The parents gave notice to the public school system on June 17, 2021, that they would enroll the student at Cooke unless they were offered an appropriate placement.  The parents filed a due process hearing request on July 1. In an October 7, 2021, decision on the parents’ request for “pendency protection” (i.e., stay-put), the hearing officer found that the school system had failed to identify a school that could meet the student’s needs as set out in his IEP and that there was no pendency placement available for him given that the student had aged-out of Learning Spring. The parents filed the action in court and sought emergency relief, but briefing was delayed at the request of the school system with the consent of the parents.

Interpreting the Second Circuit’s decision in Ventura de Paulino v. Department of Education, 959 F.3d 519, 529 (2d Cir. 2020), the court said that it could not order funding for the new school under the pendency placement provision, 20 U.S.C. § 1415(j). It said that a unilaterally chosen private placement could not constitute the student’s current educational placement even if it was substantially similar to the agreed-upon placement at Learning Spring that was no longer available. It said that the parents’ remedy was to pursue a claim for reimbursement of tuition at the new private school, though the parents had claimed they were of low income and could not afford to pay the tuition.

The court also rejected emergency relief under 14 U.S.C. § 1415(i)(2)(C)(iii), which permits any relief the court determines is appropriate to enforce the provisions of the IDEA. The court said that the primary consideration was irreparable harm, and that the student was currently attending the Cooke school under the temporary waiver of fees that the private school agreed to provide. The school, said the court, had said it would give 30 days notice before terminating the student. The court further said that the agreement of the parents to the delays in proceedings requested by the school system evidenced a lack of imminent harm. The court also questioned likelihood of success on the merits, specifically whether it had jurisdiction, because the administrative process had not been exhausted.
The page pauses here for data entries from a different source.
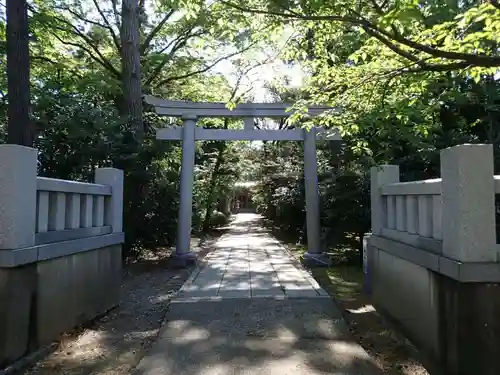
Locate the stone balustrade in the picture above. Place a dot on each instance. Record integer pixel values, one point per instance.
(433, 261)
(60, 251)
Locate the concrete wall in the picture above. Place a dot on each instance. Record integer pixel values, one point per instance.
(60, 251)
(74, 289)
(434, 264)
(40, 301)
(409, 294)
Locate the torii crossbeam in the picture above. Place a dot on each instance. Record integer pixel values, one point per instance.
(190, 133)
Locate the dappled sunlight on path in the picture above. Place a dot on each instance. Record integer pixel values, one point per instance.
(250, 308)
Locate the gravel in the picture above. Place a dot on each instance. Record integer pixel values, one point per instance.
(115, 343)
The decision is of greatest significance in its extension of Ventura de Paulino’s reasoning from the situation that occurred there – parental dissatisfaction with a previously agreed-upon placement that remained available to the student to the situation where the previously agreed-upon placement no longer existed. Whether other courts will make this leap remains to be seen, but impartial hearing officers may wish to be alert for future developments. The additional holdings in the case, particularly those about irreparable injury and exhaustion, will have less significance for IHO decision making. Parent attorneys who are aware of the case may be understandably reluctant to agree to even routine requests for delays by respondents if there is a potential need for emergency relief at some point in the case. The L.B. court did not discuss the extensive caselaw regarding excusing of exhaustion in IDEA cases, from Honig v. Doe, 484 U.S. 305 (1988), to cases such as Stropkay v. Garden City Union Free School District, 593 F. App’x 37 (2d Cir. 2014) (applying futility exception when school system failed to implement IEP), and Lester H. v. Gilhool, 916 F.2d 865 (3d Cir. 1990), which excused exhaustion when the school system failed to identify an appropriate private school for a student. Nevertheless, litigants may wish to take note of the L.B. court’s approach to the issue.